Mozilla Mentat \cite{mozillamentat} was an attempt at a performant embeddable implementation in Rust of a combination of ideas from Datomic, DataScript, and SQLite.
Eva \cite{eva} is an open source monotemporal EAV database very similar to and compatible with the \gls{API} of Datomic, though the project appears to be abandoned in a feature-complete "alpha" quality stage.
Ittyon \cite{ittyon} is a Clojure library to manage distributed state in games based on ideas from Entity-Component Systems (ECS) combined with the EAV+$t_x$ data model. The testbed described in section~\ref{sec:implementation} is based on its client/server implementation.
This thesis takes ideas related to increased expressivity from each of these projects and presents a greatly simplified implementation which ignores all aspects of performance, efficiency, or interoperability.

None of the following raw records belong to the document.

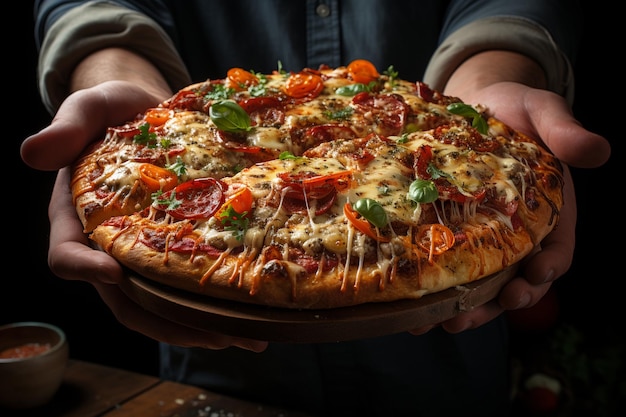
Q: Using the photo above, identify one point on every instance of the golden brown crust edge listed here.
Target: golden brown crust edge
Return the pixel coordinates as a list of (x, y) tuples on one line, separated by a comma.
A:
[(279, 285)]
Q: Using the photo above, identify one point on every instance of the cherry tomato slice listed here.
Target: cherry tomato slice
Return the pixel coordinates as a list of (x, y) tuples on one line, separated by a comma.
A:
[(304, 84), (240, 79), (241, 201), (339, 180), (157, 178), (157, 116), (361, 224), (199, 199), (435, 239), (362, 71)]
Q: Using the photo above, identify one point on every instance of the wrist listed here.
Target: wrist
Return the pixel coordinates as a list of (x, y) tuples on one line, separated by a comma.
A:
[(119, 64)]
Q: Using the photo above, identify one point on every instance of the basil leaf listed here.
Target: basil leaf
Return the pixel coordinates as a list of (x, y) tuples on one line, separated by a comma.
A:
[(468, 111), (351, 89), (423, 191), (372, 211), (229, 116)]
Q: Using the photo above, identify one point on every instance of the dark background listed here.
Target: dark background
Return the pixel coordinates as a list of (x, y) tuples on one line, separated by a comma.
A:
[(590, 293)]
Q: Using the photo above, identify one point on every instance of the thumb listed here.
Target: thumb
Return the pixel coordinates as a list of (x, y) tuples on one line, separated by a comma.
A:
[(82, 118)]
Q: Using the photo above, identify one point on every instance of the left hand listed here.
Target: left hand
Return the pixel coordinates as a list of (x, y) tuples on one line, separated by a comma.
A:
[(545, 115)]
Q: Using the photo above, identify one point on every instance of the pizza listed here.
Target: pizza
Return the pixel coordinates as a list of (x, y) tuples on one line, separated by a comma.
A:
[(316, 189)]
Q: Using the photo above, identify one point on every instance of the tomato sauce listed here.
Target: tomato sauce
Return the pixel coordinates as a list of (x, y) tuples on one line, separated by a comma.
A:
[(24, 351)]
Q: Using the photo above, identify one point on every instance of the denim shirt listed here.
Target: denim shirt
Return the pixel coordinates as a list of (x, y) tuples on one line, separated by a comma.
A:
[(212, 36)]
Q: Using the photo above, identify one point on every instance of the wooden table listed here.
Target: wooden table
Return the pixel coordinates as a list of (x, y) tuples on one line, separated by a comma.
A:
[(91, 390)]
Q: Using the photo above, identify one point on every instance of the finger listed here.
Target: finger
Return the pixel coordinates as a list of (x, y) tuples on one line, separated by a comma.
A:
[(80, 120), (554, 122), (136, 318), (473, 319), (69, 255), (519, 293)]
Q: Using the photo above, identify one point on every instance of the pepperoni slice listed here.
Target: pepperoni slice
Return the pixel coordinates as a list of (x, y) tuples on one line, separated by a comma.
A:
[(388, 112), (298, 205), (196, 199)]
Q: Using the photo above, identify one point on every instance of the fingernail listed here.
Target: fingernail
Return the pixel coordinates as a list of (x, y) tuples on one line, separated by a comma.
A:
[(524, 300)]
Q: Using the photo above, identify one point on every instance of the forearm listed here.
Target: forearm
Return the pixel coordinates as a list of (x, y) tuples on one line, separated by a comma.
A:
[(486, 68)]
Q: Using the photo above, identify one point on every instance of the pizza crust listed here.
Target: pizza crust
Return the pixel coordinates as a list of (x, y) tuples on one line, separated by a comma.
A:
[(499, 196)]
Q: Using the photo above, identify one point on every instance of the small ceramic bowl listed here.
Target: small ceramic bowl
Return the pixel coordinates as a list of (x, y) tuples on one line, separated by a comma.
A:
[(33, 358)]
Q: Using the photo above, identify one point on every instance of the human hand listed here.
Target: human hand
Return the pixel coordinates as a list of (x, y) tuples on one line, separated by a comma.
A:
[(84, 117), (545, 115)]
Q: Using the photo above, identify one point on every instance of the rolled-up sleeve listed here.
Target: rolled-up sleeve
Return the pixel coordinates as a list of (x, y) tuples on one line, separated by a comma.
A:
[(502, 33), (92, 26)]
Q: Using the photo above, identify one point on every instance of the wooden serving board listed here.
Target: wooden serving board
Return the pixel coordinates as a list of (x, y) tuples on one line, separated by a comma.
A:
[(310, 326)]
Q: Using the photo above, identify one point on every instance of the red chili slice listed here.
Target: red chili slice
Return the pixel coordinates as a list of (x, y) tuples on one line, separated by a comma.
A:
[(199, 199)]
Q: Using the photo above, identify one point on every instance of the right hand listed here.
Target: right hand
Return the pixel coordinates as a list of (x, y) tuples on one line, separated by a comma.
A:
[(82, 118)]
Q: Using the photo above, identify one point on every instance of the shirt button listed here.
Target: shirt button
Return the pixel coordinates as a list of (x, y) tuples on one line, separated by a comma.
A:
[(322, 10)]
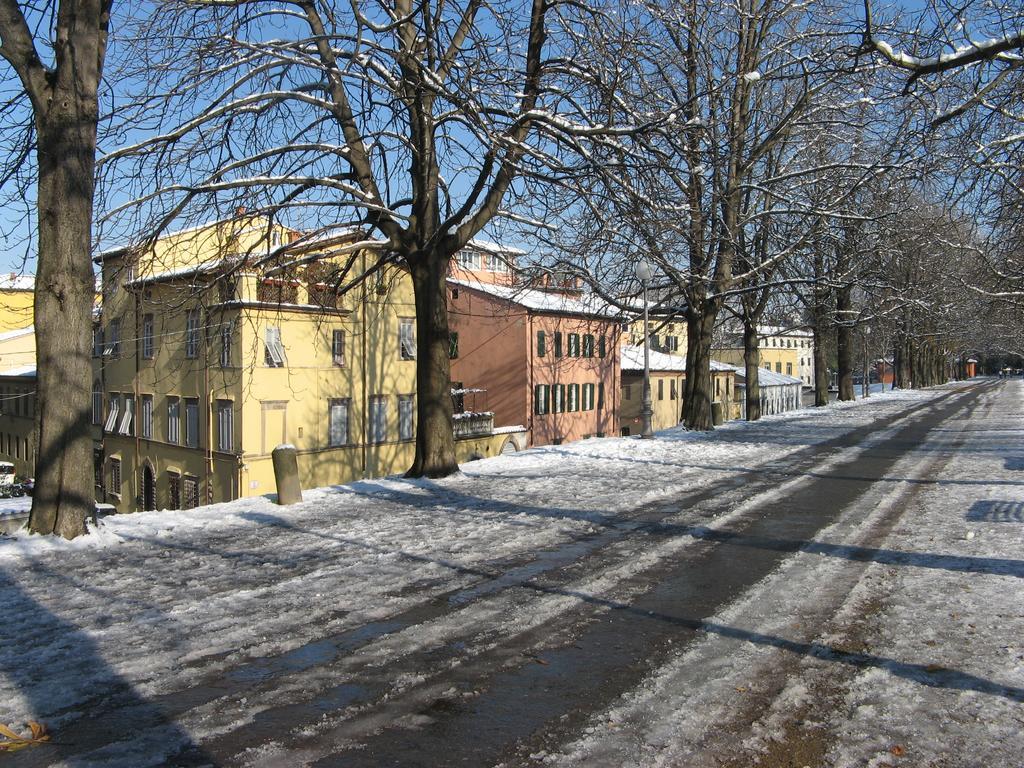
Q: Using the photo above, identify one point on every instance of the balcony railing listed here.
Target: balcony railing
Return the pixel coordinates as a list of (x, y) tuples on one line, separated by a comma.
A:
[(474, 424)]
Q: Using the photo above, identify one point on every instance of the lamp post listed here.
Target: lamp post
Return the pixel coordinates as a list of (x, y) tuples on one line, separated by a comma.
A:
[(644, 274)]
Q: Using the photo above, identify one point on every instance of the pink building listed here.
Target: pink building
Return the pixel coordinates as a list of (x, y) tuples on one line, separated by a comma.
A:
[(548, 360)]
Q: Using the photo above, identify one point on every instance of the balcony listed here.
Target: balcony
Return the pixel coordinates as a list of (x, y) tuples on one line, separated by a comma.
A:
[(473, 424)]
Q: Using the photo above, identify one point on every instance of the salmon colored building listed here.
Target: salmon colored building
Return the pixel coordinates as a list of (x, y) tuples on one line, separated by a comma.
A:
[(547, 359)]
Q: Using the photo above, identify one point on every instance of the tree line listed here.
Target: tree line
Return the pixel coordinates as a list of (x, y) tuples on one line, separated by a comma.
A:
[(813, 164)]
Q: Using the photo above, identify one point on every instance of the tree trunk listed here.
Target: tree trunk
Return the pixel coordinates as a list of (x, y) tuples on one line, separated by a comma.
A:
[(844, 354), (753, 371), (65, 288), (698, 389), (434, 435)]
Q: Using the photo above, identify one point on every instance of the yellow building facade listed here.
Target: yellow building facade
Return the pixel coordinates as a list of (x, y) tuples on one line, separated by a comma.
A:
[(210, 352)]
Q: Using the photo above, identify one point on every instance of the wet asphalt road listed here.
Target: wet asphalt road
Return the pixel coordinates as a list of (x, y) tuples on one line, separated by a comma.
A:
[(486, 697)]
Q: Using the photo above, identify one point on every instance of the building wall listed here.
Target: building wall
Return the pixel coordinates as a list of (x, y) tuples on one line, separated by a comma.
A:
[(17, 349), (17, 410), (567, 371), (666, 397), (16, 308), (498, 351)]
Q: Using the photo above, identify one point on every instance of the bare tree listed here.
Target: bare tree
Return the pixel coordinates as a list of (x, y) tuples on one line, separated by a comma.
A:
[(418, 124), (56, 55)]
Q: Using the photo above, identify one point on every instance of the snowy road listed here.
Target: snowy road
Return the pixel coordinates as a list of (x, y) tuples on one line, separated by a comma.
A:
[(839, 587)]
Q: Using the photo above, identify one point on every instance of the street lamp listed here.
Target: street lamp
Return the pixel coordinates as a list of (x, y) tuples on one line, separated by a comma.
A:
[(645, 273)]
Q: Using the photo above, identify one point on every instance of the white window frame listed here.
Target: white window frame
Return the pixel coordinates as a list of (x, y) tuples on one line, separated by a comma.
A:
[(226, 332), (273, 350), (407, 409), (378, 419), (174, 420), (128, 417), (407, 338), (148, 348), (192, 333), (338, 350), (469, 260), (112, 414), (192, 430), (337, 433), (225, 425), (145, 416)]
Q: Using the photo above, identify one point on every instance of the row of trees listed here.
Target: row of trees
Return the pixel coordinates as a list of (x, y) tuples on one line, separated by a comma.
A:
[(739, 147)]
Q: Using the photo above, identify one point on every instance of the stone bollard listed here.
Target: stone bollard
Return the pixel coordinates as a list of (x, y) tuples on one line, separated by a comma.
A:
[(286, 473), (717, 414)]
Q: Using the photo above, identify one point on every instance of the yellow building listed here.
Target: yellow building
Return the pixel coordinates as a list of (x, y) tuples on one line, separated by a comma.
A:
[(667, 377), (781, 350), (211, 351), (16, 300)]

\paragraph{Hyperfiddle, LogicBlox, and Eve.} A notable proprietary commercial RAD self-serve database system with an integrated programming language based on Datalog, LogicBlox \cite{aref2015design} similarly aims to reduce incidental complexity of developing line-of-business applications with a focus on probabilistic and predictive analytics of large business data sets. Its developers have contributed a novel efficient algorithm for incremental view maintenance for Datalog systems \cite{veldhuizen2012leapfrog}.
The ongoing Hyperfiddle project \cite{getz18hyperfiddle} aims to be a \gls{DSL} to fully describe an application using only plain expressions of \gls{edn}. It is built on Datomic to interactively and quickly create a \gls{UI} for database applications,
Ambitious but ultimately abandoned, the Eve project \cite{eve} was an attempt to reinvent programming for "humans first" through a combination of development environment, database, and a novel relational and reactive programming language where e.g. the concept of identifier scope is abandoned, and the order of statements has no semantics.
If the data layer presented in this thesis would be evolved towards a full framework for declaratively turning business requirements into functioning applications, following in the spirit of Meteor, the resulting product could look like a combination of Hyperfiddle, LogicBlox and Eve.